En efecto, no hay nada más tradicional y contrarrevolucionario que respetar la dignidad jerárquica del que, incluso por su comportamiento indecente, se ha hecho indigno moralmente. Esto hace que uno deba ser especialmente prudente cuando se trata de señalar, buscando el bien, tal comportamiento indecente, porque fácilmente se puede caer en la indignidad moral de vulnerar la dignidad jerárquica.

Ahora bien, la dignidad jerárquica puede vulnerarse cuando se falta al respeto debido a una autoridad, hurtándole el honor que por su estado y, repetimos, no por su dignidad moral, se le debe. Pero también se puede faltar a la dignidad jerárquica cuando tal dignidad es simplemente ignorada, defendiendo propuestas como las del cardenal Cupich de que en un órgano que tiene un importante papel en el gobierno de la Iglesia, aunque sea consultivo, se actúe como si la dignidad jerárquica no existiera.

Un apunte más sobre la indignidad de vulnerar la dignidad jerárquica en una sociedad es que esa afrenta no afecta únicamente al ofendido, sino que la indignación (respuesta correspondiente ante la indignidad) se propaga por todo el cuerpo social del que el ofendido es cabeza. Es decir, el que ofende al rey ofende a toda sus súbditos, lo mismo que el que ofende al pastor ofende a toda su comunidad. ¿Por qué se da esto? Pues porque, como hemos señalado, la jerarquía es esencialmente necesaria en el Bien Común, y éste es el bien superior y más perfecto de cualquier unidad social.

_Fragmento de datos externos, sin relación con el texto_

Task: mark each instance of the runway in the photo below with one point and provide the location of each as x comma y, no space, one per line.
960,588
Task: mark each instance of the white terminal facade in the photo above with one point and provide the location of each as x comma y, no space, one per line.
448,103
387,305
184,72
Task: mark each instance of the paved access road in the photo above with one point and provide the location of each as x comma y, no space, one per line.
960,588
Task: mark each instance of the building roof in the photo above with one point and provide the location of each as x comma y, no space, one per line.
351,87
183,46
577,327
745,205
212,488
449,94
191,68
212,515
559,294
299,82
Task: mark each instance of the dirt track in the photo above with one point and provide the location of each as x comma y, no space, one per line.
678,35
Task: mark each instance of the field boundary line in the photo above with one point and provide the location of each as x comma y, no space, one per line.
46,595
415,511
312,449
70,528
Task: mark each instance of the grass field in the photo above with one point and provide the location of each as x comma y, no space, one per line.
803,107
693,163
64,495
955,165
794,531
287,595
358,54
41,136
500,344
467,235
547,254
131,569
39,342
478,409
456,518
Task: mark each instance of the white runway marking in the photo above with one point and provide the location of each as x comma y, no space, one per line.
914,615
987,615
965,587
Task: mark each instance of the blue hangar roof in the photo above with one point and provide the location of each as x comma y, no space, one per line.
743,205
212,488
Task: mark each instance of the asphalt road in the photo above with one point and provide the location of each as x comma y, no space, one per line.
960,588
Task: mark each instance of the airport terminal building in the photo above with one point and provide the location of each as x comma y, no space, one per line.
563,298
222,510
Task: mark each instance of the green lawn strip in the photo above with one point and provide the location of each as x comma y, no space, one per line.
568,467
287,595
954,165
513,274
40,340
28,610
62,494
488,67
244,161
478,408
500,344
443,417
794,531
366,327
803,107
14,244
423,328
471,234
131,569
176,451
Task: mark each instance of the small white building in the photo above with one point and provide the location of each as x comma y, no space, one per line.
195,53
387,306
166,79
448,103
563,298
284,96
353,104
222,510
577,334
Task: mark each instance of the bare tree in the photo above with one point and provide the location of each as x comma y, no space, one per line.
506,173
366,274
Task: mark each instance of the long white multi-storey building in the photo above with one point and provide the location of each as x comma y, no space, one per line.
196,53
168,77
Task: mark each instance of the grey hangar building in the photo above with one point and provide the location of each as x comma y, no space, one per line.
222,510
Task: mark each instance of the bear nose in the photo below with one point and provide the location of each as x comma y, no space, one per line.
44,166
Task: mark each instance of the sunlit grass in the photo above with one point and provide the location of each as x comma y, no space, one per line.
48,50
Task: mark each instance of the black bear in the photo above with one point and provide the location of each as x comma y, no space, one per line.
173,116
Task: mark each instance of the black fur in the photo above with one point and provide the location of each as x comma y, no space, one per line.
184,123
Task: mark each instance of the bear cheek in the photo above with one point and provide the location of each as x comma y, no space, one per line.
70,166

Destruir la jerarquía o atacarla en cualquier manera supone destruir el Bien Común y, por ende, destruir lo que da sentido a la comunidad.

En definitiva, si se persiste en el camino, acertadamente calificado como “revolucionario”, de obviar la realidad jerárquica de la Iglesia, se estaría actuando de forma claramente indigna. Y, de esa forma, el sínodo no podría calificarse de otra manera que como “el sínodo de la indignidad”. Espero que ahora se entienda bien el título de este artículo.